SDC Nutrition emerges from its merger as one company

 
Just over a year ago, SDC Nutrition and Reaction Nutrition merged.
While SDC was primarily a powder manufacturer of nutritional and health supplements, Reaction manufactured capsules. The deal aligned five major brands and contract manufacturing under SDC, which was about 30 percent larger.
“What that’s done for us is to be able to offer both capabilities to our customers and their previous customers, as well as fill capacity of our new facility,” says CEO and Co-founder Sean Marszalek.
He had only ever done a small brand asset acquisition, which included five employees, so he wasn’t sure what to expect.
Combining the two cultures into one was a challenge. Both companies had similar headcounts of about 40. Today, SDC has about 90 employees.
“It took more time than I expected to feel like one company,” Marszalek says. “We had similar businesses in the same industry. I didn’t think it would take as long.”
His initial thought of six months turned into 11 months before it felt like one company, with people working together, and fluid teams and departments.
“We did bring in some consultants initially to help with the integration, from an operational side,” Marszalek says. “It was a lot of training. It was a lot of management being involved hands-on.”
SDC’s SOPs and quality systems were ahead of Reaction Nutrition, so it took effort to get the new employees up to speed on those standards. But the new company did adopt Reaction’s enterprise resource planning system.
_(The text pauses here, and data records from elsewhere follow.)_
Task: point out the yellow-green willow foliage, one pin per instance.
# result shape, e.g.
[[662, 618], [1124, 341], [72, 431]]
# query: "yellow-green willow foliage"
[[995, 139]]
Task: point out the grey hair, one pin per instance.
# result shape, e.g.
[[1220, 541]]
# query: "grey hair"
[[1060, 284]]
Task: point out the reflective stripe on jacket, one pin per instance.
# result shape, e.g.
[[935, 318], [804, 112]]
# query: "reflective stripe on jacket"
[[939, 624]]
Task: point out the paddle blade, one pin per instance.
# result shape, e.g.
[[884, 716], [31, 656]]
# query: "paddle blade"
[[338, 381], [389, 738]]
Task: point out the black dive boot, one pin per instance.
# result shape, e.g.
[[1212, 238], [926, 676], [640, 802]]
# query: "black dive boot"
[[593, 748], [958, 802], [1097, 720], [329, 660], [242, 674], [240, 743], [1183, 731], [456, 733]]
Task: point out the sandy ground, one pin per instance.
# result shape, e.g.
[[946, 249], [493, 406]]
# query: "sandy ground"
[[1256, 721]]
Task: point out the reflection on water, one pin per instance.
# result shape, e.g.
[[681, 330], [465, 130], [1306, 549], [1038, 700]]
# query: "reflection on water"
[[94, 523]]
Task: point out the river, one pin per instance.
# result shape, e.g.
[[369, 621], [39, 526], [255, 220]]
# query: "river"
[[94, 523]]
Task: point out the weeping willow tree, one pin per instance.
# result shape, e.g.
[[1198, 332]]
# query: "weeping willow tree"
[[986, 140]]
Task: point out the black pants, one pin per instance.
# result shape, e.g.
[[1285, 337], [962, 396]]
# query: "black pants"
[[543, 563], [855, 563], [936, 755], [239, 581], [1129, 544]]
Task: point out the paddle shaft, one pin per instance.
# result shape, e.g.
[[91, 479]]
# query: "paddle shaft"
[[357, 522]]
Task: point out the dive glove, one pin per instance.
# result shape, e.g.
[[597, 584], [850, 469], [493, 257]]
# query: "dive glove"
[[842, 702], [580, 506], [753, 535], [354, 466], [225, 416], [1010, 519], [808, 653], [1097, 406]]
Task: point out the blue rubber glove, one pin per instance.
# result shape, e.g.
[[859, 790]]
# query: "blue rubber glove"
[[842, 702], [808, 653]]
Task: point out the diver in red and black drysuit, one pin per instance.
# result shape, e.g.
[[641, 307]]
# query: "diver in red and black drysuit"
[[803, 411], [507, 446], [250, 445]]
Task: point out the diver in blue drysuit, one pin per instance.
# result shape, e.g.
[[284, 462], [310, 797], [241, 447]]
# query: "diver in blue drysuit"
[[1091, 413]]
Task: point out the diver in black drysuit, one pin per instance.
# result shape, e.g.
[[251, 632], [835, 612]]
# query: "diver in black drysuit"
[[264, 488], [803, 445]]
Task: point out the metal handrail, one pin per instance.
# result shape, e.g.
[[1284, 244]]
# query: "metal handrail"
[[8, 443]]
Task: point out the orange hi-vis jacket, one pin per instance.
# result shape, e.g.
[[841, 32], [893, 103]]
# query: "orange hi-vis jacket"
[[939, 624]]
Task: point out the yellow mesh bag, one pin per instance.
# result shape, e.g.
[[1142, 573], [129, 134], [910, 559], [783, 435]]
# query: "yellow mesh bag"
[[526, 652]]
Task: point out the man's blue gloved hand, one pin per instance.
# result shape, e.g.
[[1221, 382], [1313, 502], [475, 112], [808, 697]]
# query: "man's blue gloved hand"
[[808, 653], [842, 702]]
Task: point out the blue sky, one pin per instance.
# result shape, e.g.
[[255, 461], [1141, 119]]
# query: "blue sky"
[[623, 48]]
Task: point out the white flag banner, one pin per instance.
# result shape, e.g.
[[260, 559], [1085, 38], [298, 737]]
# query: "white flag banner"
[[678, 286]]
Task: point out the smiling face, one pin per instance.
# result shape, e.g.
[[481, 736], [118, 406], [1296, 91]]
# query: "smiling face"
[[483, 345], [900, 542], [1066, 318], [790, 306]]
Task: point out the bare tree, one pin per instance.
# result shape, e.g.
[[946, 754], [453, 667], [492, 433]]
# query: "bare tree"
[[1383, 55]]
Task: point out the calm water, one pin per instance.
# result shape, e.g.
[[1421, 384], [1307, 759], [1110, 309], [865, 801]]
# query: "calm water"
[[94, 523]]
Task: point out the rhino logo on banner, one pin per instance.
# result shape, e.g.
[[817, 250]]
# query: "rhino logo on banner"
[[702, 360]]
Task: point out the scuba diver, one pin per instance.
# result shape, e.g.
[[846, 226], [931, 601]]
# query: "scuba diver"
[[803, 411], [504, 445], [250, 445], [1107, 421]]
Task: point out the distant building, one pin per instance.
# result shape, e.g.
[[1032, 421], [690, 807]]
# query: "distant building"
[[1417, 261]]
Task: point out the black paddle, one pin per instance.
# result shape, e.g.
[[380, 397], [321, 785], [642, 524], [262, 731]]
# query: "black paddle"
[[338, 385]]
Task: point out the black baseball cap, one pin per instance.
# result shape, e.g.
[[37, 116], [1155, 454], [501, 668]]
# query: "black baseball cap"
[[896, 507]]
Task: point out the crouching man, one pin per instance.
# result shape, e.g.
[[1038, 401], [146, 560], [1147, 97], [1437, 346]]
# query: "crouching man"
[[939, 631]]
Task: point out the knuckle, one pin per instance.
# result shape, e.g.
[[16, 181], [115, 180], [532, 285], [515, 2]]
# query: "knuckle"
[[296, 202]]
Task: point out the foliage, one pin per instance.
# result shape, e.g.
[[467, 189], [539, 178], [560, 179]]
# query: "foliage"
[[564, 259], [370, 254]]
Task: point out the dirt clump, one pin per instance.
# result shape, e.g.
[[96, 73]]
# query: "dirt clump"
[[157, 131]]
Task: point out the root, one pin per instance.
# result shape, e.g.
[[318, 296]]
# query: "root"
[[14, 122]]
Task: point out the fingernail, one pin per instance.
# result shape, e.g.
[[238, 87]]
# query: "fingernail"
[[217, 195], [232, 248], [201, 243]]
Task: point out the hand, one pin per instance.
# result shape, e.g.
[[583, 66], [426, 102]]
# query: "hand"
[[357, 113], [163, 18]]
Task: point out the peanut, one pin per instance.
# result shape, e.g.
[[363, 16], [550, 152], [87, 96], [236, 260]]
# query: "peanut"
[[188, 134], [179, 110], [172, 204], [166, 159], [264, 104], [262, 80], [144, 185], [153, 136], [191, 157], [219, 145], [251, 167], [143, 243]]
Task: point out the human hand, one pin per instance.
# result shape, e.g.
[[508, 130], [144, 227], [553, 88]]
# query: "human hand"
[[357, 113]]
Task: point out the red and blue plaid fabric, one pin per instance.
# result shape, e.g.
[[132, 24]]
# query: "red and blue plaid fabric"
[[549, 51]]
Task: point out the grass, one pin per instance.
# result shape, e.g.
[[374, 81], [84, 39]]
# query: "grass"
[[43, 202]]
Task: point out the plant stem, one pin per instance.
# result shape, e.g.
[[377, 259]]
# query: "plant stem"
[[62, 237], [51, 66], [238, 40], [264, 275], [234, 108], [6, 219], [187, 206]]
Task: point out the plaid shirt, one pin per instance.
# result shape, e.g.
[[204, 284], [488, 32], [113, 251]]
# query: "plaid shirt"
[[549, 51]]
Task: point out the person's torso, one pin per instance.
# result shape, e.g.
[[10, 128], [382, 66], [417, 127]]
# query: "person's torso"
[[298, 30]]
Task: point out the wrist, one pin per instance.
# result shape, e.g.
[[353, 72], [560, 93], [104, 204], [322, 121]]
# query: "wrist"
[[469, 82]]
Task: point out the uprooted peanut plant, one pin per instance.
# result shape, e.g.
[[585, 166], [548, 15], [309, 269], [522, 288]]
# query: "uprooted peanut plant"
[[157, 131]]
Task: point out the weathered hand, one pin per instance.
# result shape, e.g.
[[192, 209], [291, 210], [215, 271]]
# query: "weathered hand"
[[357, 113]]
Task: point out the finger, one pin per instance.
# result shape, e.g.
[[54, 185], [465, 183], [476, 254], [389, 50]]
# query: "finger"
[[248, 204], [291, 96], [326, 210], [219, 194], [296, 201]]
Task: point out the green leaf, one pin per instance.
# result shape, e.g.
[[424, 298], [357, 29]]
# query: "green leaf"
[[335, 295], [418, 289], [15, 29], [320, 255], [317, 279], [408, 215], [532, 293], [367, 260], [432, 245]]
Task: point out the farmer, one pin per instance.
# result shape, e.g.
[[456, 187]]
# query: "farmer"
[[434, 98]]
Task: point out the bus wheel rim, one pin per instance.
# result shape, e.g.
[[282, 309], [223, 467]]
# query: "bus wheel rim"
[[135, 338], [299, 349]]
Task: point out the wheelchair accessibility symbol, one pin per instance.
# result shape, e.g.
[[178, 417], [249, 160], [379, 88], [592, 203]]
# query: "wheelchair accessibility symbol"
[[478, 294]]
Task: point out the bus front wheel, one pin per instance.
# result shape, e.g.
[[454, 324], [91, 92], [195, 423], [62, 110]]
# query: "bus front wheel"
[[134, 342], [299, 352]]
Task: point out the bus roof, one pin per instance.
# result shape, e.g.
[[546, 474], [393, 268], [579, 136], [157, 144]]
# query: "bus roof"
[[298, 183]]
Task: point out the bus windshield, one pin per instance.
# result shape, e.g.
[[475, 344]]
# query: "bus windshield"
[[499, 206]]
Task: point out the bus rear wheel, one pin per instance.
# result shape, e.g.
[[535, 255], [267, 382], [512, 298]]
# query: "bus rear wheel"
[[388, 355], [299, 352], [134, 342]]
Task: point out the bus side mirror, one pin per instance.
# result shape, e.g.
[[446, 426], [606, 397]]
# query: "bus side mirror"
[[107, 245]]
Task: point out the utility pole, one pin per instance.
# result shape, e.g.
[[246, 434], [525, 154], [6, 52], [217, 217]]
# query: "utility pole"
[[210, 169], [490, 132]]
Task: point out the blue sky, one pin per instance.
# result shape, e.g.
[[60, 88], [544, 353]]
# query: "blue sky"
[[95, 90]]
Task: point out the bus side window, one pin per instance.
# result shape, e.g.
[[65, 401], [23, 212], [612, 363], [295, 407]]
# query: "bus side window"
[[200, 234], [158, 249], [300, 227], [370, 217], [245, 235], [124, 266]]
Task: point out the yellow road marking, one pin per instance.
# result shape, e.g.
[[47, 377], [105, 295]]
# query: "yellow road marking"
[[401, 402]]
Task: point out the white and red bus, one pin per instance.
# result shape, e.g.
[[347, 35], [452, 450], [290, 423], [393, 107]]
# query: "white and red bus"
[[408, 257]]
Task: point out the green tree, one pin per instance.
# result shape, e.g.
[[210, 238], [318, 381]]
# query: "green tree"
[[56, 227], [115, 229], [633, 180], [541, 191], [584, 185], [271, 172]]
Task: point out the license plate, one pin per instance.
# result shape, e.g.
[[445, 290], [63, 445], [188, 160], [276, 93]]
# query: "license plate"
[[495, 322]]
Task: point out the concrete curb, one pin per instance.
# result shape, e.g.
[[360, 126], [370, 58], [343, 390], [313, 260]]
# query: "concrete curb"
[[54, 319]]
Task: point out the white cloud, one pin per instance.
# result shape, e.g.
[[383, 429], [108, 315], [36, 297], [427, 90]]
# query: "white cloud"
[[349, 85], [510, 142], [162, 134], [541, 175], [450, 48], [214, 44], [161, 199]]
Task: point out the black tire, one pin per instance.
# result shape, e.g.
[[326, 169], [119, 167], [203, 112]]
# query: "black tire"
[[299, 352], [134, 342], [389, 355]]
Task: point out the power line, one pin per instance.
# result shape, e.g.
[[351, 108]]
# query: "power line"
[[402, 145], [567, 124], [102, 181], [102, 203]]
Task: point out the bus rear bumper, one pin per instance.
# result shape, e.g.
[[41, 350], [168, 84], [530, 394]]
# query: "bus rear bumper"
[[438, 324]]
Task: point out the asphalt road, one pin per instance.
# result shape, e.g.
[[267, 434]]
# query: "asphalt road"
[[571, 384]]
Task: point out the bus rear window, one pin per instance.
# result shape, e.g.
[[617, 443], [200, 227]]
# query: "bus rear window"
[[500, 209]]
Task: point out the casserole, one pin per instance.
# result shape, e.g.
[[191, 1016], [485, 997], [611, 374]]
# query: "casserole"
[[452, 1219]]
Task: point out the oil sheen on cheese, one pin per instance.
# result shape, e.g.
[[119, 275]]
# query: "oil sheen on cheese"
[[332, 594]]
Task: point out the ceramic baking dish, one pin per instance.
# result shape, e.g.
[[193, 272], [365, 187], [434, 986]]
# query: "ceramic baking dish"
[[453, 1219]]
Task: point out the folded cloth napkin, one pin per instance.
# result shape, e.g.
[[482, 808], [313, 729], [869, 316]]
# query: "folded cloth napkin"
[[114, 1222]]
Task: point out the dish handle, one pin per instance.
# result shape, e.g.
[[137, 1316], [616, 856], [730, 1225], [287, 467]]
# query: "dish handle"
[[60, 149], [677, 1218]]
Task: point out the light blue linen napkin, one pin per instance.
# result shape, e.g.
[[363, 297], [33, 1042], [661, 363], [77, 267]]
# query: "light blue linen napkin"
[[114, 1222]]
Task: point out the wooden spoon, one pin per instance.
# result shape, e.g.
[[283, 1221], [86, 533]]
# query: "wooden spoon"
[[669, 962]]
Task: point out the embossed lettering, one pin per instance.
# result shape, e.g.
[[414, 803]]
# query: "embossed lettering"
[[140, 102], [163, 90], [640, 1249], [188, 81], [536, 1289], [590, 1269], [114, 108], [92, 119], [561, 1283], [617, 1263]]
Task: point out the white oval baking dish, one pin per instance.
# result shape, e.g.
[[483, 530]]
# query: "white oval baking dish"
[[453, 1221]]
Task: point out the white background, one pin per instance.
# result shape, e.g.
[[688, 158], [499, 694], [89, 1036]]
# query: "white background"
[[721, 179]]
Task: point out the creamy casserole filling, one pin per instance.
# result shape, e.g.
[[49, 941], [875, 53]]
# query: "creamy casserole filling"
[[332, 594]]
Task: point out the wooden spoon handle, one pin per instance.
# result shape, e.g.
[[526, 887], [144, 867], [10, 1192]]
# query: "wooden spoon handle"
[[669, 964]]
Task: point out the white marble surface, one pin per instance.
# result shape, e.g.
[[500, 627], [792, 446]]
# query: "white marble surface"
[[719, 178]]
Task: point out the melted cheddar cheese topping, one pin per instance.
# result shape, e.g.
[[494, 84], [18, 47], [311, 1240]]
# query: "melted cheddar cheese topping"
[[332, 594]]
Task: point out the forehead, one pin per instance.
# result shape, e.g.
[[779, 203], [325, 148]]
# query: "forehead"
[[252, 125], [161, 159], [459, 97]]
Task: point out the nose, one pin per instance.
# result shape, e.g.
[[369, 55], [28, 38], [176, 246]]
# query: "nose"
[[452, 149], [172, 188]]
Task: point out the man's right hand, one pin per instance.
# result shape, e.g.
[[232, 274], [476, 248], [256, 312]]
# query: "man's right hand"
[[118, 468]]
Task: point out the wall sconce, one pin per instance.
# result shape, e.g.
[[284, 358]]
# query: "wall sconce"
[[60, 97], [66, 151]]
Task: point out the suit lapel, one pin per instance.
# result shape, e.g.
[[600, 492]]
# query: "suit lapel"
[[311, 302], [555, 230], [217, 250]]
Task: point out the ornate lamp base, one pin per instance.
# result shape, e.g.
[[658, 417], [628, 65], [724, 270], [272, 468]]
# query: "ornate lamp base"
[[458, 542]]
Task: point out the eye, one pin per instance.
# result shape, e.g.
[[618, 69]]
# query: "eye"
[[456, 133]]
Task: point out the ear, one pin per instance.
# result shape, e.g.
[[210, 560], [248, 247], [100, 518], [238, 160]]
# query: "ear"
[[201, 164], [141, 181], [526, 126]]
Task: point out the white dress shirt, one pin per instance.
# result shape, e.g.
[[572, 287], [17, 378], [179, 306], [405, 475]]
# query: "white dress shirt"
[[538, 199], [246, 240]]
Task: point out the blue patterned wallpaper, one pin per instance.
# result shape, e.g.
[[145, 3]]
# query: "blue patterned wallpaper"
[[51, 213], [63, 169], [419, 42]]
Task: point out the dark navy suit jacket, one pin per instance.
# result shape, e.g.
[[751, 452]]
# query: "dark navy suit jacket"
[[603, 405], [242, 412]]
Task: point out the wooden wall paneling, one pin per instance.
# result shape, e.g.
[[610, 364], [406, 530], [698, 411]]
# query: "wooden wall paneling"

SDC was planning to upgrade its ERP, but Reaction’s custom-built system slowed that process down, which he says has been a big help.
Reaction had two facilities, while SDC had one. Since the merger, one Reaction location has been shut down and the other is being used as a warehouse.
While the employees were hesitant when the merger was first announced, Marszalek feels they handled the communication well. Both management teams set meetings with each department at all three facilities to share information and answer questions.
“We let them know, and that way they heard it from management’s mouth, of what we were doing and why we were doing it,” he says. “We knew that there wasn’t going to be much reduction in headcount prior to the merger, so we were able to rely on that. There weren’t going to be a lot of redundancies because we had two different types of operations that needed the people there.”

Overpromised, under delivered

One surprise, though, was the influx of business when SDC could sell its customers capsule products and Reaction Nutrition’s customers powder products.
“We were surprised at the amount of business that came in all at once, post-closing, and that caused us some backlog issues and exposed gaps that we had in our operations or capacity or equipment,” Marszalek says.
If he had to do it over again, he would have taken more time to look at all of the potential business and structured a timeline around bringing that business in.
“We knew what our business was and we knew what their business was, but the synergist business, we didn’t realize what that could do by trying to bring that all in at one time,” he says.